Soykırım ithamı yapan üçüncü etnik-dini grup Süryanilerdi. Türkiye’nin güneydoğusu ve İran’ın kuzeybatısında bulunan ve küçük bir topluluk olan Süryaniler, İngilizler ve Ruslar tarafından verilen sözlerle savaşa itilmişlerdi; ama Osmanlı ordusuna, Türk ordusuna veya Kürtlere başkaldıracak halleri yoktu. Osmanlı topraklarından, yurtlarından ayrılan Süryaniler, Irak’a doğru, binlerce kişinin öldüğü yola çıkmadan önce, kuzeybatı İran’daki dindaşlarına katıldılar. Sağ kalanların çoğu kendini Bağdat’ın kuzeyindeki Bakuba sığınmacı kampında buldu. Onlar, cesur askerler olarak biliniyorlardı; ama yine de, disiplinsizlik ve vahşi davranışlara yatkınlardı. 1924’te, İngiliz kuvvetlerine bağlı bir grup Süryani asker, Kerkük’ün merkezinde bulunan bir pazar yerine makinalı tüfeklerle ateş açarak yüzlerce kişiyi öldürdü. 

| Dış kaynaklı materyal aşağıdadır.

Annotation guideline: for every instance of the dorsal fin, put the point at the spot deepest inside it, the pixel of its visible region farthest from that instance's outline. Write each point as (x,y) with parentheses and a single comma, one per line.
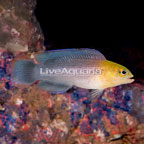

Yine 1933’te, bir grup silahlı Süryani, Dicle nehri yakınlarında bulunan Iraklı kuvvetlere saldırarak büyük bir krize yol açtılar. 

Bu kriz sonucunda, 34 kişi ölmüş, 100’e yakın kişi yaralanmış, ölülerin vücutları tahrip edilmişti ve karşı saldırıda bulunan ordu, Simel’in Musul bölgesinde yüzlerce masum insanı katletmişti. İngiliz valisi Arnold Wilson’a göre de, Kürtler, Süryanilerin Bakuba’da ki sığınmacı kampına saldırınca yakalanmış ve kafaları kesilerek öldürülmüşlerdi. 

7. Yani, Kim tüm bunlardan alnı ak bir şekilde çıkabilirdi? 

Görünüşe bakılırsa hiç kimse. Bir tarafta, suçluların ve diğer tarafta, mağdurların olduğu söylenemez. 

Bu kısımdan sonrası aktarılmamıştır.